Uncomfortable's Advice from /r/ArtFundamentals

Form Intersections Question

https://www.reddit.com/r/ArtFundamentals/comments/qu6dbw/form_intersections_question/

2021-11-15 02:57

zigzagbridge

It is starting to make so much sense to me why form intersections are introduced at the end of Lesson 2. I've done nothing but think about them ever since. I think I even dream about them.

I'm stuck on this, though: When forms intersect, does the shape of the intersection follow the form that is doing the absorbing, or does it follow the form that is being absorbed?

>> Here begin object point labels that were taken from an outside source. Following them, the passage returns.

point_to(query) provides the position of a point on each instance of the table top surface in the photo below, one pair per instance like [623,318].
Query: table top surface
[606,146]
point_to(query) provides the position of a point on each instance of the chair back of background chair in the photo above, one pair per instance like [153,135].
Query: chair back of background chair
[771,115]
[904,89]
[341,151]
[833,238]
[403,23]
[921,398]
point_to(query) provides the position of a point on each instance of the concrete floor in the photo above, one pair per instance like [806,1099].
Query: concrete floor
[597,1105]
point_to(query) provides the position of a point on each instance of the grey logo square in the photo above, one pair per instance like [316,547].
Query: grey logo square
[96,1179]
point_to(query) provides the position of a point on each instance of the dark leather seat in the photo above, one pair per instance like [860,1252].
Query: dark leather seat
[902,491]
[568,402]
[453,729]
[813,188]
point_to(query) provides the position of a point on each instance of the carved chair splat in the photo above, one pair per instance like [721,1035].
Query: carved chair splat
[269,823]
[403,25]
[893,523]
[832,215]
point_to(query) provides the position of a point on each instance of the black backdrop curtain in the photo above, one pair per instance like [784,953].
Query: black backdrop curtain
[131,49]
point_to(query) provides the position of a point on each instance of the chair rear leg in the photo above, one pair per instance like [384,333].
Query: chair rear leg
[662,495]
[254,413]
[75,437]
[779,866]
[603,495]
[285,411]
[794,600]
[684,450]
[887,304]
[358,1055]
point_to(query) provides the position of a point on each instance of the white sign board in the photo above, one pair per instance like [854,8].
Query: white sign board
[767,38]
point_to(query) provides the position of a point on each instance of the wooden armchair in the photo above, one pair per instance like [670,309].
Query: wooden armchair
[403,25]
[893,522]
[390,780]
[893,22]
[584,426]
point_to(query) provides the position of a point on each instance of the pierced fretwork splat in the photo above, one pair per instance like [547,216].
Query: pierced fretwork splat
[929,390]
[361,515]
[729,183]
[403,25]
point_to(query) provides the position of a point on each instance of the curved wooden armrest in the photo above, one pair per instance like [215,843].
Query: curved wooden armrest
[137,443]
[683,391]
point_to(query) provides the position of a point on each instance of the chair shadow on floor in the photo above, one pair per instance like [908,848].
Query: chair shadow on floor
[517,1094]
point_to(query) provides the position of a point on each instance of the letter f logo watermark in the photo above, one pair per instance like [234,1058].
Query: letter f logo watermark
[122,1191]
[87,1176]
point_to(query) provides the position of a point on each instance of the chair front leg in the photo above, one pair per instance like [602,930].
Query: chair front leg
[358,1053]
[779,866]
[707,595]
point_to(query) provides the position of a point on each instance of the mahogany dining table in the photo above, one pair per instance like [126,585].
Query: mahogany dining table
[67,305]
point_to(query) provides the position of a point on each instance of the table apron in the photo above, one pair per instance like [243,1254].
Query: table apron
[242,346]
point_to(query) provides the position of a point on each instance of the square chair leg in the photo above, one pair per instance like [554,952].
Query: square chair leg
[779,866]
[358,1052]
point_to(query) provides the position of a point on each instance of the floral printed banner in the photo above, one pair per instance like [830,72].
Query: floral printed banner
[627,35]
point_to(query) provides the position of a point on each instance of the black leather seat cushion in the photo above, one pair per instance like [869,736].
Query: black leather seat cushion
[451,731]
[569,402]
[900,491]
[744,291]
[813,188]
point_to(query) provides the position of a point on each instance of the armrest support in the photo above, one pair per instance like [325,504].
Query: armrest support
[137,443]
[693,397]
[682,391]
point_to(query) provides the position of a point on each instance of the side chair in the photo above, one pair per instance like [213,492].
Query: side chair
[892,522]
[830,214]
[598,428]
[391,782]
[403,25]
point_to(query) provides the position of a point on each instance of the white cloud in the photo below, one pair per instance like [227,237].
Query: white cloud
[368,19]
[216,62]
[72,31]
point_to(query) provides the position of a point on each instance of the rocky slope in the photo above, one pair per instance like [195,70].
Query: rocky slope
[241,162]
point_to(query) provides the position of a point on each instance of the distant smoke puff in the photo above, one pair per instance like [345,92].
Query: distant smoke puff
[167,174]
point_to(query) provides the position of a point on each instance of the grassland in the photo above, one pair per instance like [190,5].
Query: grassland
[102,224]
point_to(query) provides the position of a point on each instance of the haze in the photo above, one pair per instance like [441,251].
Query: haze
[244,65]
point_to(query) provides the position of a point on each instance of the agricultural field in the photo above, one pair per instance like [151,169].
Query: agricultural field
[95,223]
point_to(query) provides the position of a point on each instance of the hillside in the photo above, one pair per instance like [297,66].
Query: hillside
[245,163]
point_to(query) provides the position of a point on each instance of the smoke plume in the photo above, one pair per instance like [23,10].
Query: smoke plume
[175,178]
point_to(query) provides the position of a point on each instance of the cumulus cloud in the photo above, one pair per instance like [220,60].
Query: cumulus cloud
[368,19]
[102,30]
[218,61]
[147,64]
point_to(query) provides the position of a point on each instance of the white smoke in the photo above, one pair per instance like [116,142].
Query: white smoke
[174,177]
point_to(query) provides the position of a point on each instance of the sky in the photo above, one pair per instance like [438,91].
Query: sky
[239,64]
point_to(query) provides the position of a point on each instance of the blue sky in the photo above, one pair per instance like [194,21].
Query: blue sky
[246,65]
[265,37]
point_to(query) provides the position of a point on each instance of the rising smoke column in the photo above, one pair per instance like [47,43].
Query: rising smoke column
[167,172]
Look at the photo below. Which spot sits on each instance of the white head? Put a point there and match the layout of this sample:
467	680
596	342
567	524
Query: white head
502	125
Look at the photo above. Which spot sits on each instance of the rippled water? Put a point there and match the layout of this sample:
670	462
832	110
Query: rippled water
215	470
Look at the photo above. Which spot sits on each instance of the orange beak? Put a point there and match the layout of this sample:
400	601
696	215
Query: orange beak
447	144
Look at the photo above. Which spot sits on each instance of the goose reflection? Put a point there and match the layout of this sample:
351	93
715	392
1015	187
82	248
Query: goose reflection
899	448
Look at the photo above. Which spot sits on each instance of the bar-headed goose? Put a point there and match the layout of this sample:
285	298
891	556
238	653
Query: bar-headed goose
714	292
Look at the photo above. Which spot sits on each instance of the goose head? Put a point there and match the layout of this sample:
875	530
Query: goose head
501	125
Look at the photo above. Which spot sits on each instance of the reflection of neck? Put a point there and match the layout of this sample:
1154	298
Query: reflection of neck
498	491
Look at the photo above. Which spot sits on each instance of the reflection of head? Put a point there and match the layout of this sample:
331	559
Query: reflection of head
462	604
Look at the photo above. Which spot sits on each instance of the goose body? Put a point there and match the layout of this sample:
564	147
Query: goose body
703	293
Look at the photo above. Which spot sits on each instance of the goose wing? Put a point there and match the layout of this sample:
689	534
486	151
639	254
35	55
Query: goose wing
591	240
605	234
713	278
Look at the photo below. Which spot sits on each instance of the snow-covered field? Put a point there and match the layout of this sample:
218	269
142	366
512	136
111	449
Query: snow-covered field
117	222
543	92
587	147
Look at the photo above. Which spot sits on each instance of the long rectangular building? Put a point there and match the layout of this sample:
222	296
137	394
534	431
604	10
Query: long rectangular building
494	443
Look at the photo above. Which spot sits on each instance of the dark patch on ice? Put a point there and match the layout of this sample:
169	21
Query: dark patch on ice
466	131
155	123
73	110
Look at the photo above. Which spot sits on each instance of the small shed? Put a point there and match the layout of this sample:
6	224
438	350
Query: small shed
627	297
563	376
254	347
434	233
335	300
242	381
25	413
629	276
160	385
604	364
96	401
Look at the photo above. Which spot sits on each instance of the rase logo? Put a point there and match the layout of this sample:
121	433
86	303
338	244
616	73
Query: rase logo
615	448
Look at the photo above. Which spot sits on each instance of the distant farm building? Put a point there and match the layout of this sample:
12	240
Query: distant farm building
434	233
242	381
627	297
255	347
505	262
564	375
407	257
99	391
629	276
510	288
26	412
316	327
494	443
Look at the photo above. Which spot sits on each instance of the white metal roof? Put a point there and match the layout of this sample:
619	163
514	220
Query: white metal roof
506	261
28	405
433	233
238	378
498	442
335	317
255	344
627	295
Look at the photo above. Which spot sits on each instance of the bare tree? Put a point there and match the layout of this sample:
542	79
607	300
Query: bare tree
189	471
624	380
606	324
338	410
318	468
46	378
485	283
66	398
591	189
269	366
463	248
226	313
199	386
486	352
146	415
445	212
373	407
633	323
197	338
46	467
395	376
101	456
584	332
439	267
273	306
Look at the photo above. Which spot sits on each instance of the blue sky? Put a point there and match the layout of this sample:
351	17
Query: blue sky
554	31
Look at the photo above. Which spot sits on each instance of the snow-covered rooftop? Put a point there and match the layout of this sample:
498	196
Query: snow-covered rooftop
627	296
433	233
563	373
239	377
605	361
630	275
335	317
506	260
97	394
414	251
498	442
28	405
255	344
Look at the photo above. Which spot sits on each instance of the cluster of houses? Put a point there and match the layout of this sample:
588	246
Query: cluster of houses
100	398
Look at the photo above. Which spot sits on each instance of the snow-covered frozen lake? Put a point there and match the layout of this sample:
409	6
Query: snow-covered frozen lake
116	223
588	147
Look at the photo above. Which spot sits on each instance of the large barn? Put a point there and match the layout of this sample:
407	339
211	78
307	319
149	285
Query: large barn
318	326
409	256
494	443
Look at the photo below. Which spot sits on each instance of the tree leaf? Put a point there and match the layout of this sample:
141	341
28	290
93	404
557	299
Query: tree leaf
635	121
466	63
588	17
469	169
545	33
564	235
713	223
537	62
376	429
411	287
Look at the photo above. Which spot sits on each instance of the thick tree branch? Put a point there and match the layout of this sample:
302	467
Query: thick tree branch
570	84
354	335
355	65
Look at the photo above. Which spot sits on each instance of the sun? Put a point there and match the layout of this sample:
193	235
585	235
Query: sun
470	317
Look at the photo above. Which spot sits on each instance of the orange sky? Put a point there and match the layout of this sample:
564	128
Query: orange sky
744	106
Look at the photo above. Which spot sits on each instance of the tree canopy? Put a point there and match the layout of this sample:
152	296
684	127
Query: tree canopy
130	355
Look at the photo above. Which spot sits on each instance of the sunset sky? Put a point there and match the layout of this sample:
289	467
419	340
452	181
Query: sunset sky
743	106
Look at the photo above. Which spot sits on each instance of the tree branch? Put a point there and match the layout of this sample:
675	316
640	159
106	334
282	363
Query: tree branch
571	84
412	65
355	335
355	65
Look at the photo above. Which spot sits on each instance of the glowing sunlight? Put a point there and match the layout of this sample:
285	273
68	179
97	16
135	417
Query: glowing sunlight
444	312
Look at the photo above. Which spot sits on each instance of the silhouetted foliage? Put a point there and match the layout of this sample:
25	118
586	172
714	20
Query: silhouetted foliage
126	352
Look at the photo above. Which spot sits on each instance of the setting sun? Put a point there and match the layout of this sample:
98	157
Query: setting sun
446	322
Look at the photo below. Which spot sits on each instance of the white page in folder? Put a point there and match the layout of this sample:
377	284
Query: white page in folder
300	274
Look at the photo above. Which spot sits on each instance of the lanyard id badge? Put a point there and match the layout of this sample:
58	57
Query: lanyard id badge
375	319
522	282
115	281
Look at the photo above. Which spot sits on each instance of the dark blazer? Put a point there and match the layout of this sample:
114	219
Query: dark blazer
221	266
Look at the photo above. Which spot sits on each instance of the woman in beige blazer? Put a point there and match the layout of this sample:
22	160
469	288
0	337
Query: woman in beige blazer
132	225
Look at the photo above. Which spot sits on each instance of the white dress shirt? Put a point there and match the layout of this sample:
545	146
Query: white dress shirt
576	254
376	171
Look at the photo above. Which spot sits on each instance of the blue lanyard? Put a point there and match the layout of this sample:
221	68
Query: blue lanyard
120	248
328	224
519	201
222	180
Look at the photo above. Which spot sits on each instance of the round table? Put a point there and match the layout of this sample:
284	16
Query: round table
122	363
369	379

I feel like I should be able to just look and see this for myself, but for some reason, I just can't get it.

Uncomfortable

2021-11-15 18:32

A better way to think about the intersections (and this really isn't any easier to wrap one's head around, to be honest - it still is one of those things that settles in as we continue to work through the course, learning to manipulate forms in 3D space through constructional drawing exercises and such) is to think of them as existing on the surface of both forms simultaneously.

This is the approach we try using in the written material, which was updated much more recently than the video, by a matter of years. This is something I'm working to fix by overhauling all the video content, but for now this is definitely one of those areas where the approach between text/video are quite different. Either way, they're still trying to make sense of that which is inherently a difficult thing to put to words.

Another way to think about it, which is fairly similar to the "line that runs along the surface of both forms simultaneously" concept is to think of it as though you're taking two forms, passing them through one another, then welding them together. The intersection line is the path you'd follow with your welding torch, to bind them together.

zigzagbridge

2021-11-15 19:45

Thank you. I don't know why I can't get my mind around this. It feels clearer than it did when I first encountered it in Lesson 2, but it's still pretty confusing to me. The welding example helps, I think. I'll roll that one around in my brain for awhile.

Thank you times a gazillion for this course! What an awesome thing you've done! I'm more grateful than I can even begin to say.